Due to the variability of raw materials and the complexity of physical laws governing flotation phenomena in fibre slurries, general mass transport equations were derived from minerals flotation and validated on a laboratory flotation column when processing a recovered papers pulp slurry in the presence of increasing concentration of a model non-ionic surfactant.
Cross correlations between particle transport coefficients and surfactant concentration obtained from laboratory tests were used to simulate an industrial two-stage flotation deinking line and a good agreement between simulation and mill data was obtained thus validating the use of the present approach for process simulation.

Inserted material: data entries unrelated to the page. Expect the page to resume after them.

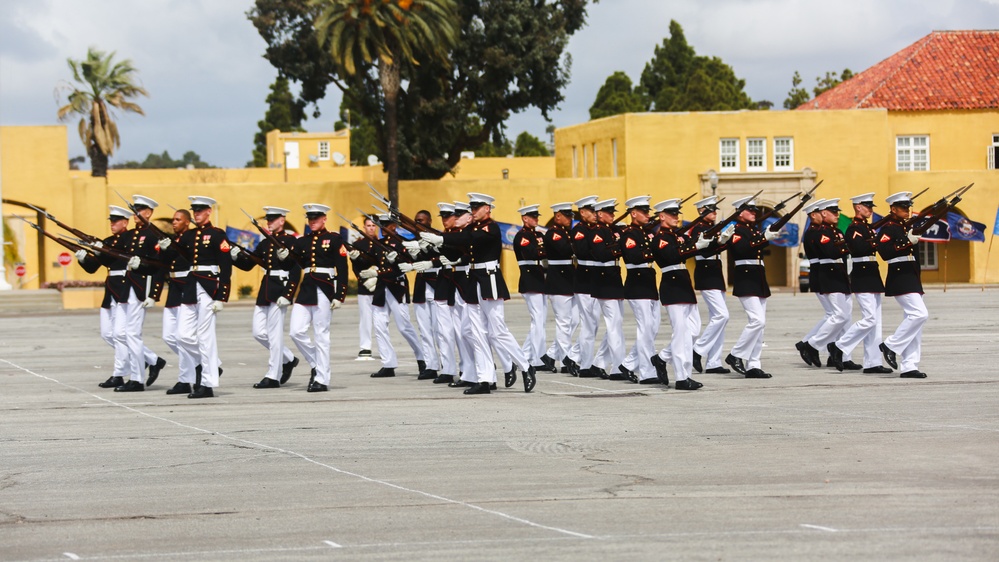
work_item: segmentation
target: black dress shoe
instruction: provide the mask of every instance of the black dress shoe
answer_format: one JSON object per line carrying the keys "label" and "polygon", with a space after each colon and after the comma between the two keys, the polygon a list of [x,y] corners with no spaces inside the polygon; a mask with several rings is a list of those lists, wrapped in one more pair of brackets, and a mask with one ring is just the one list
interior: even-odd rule
{"label": "black dress shoe", "polygon": [[516,384],[516,382],[517,382],[517,366],[514,365],[513,367],[510,367],[509,371],[503,373],[503,384],[505,384],[507,388],[510,388],[511,386]]}
{"label": "black dress shoe", "polygon": [[267,377],[260,379],[260,382],[255,383],[253,385],[253,388],[280,388],[280,387],[281,383],[279,383],[274,379],[269,379]]}
{"label": "black dress shoe", "polygon": [[114,387],[115,392],[142,392],[146,387],[139,381],[128,381],[127,383]]}
{"label": "black dress shoe", "polygon": [[209,386],[202,386],[198,390],[187,395],[188,398],[214,398],[215,393]]}
{"label": "black dress shoe", "polygon": [[694,379],[676,381],[675,383],[673,383],[673,388],[677,390],[697,390],[702,386],[704,385],[695,381]]}
{"label": "black dress shoe", "polygon": [[190,394],[191,390],[191,383],[179,382],[173,385],[173,388],[168,388],[167,394]]}
{"label": "black dress shoe", "polygon": [[295,357],[291,361],[281,365],[281,384],[288,382],[288,379],[291,378],[291,371],[295,367],[298,367],[298,357]]}
{"label": "black dress shoe", "polygon": [[731,365],[732,369],[734,369],[736,373],[739,373],[740,375],[746,374],[746,364],[742,361],[741,357],[736,357],[735,355],[729,353],[728,356],[725,357],[725,362]]}
{"label": "black dress shoe", "polygon": [[157,357],[156,364],[149,366],[149,376],[146,377],[146,386],[156,382],[156,378],[160,376],[160,371],[163,370],[163,367],[166,367],[166,359]]}
{"label": "black dress shoe", "polygon": [[769,379],[772,376],[773,375],[760,368],[753,368],[746,371],[747,379]]}
{"label": "black dress shoe", "polygon": [[479,382],[465,389],[465,394],[489,394],[489,383]]}
{"label": "black dress shoe", "polygon": [[97,383],[97,386],[101,388],[118,388],[123,384],[125,384],[125,379],[121,377],[108,377],[108,380]]}
{"label": "black dress shoe", "polygon": [[[834,341],[829,342],[826,349],[829,350],[829,362],[832,363],[830,367],[836,367],[836,370],[842,373],[843,368],[845,367],[843,364],[843,350],[840,349]],[[854,365],[856,364],[853,361],[850,361],[850,363]]]}
{"label": "black dress shoe", "polygon": [[895,352],[892,351],[887,345],[882,343],[878,346],[881,350],[881,355],[884,355],[885,362],[891,365],[892,369],[898,369],[898,361],[895,359]]}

Thereafter, the contribution of flotation deinking banks design on ink removal efficiency, selectivity and specific energy consumption was simulated in order to establish direct correlations between the line design and its performance. The simulation of a progressive increase of the line complexity from a one to a three-stage configuration and the use of tank/column cells showed that:
In single-stage banks, ink removal selectivity and specific energy consumption can be improved by increasing the cascade ratio (i.e. the ratio between the number of cascaded cells and the total number of cells in the line) with a minimum decrease in the ink removal efficiency. Above a cascade ratio of 0.6, the ink removal efficiency drops.
The addition of a stack of flotation columns in the head of a single stage line gives an increase in ink removal selectivity and a decrease in specific energy consumption.
In two-stage banks, the ink removal efficiency is mainly affected by the number of flotation tanks in the first stage, whereas, the number of cells in the second stage affects the fibre removal, which linearly increases with the number of cells.
The addition of a third stage allows increasing ink removal selectivity with a negligible effect on the ink removal efficiency and on the specific energy consumption.
Overall, the best deinking performance is obtained with a stack of flotation columns at the line head and the three-stage bankg.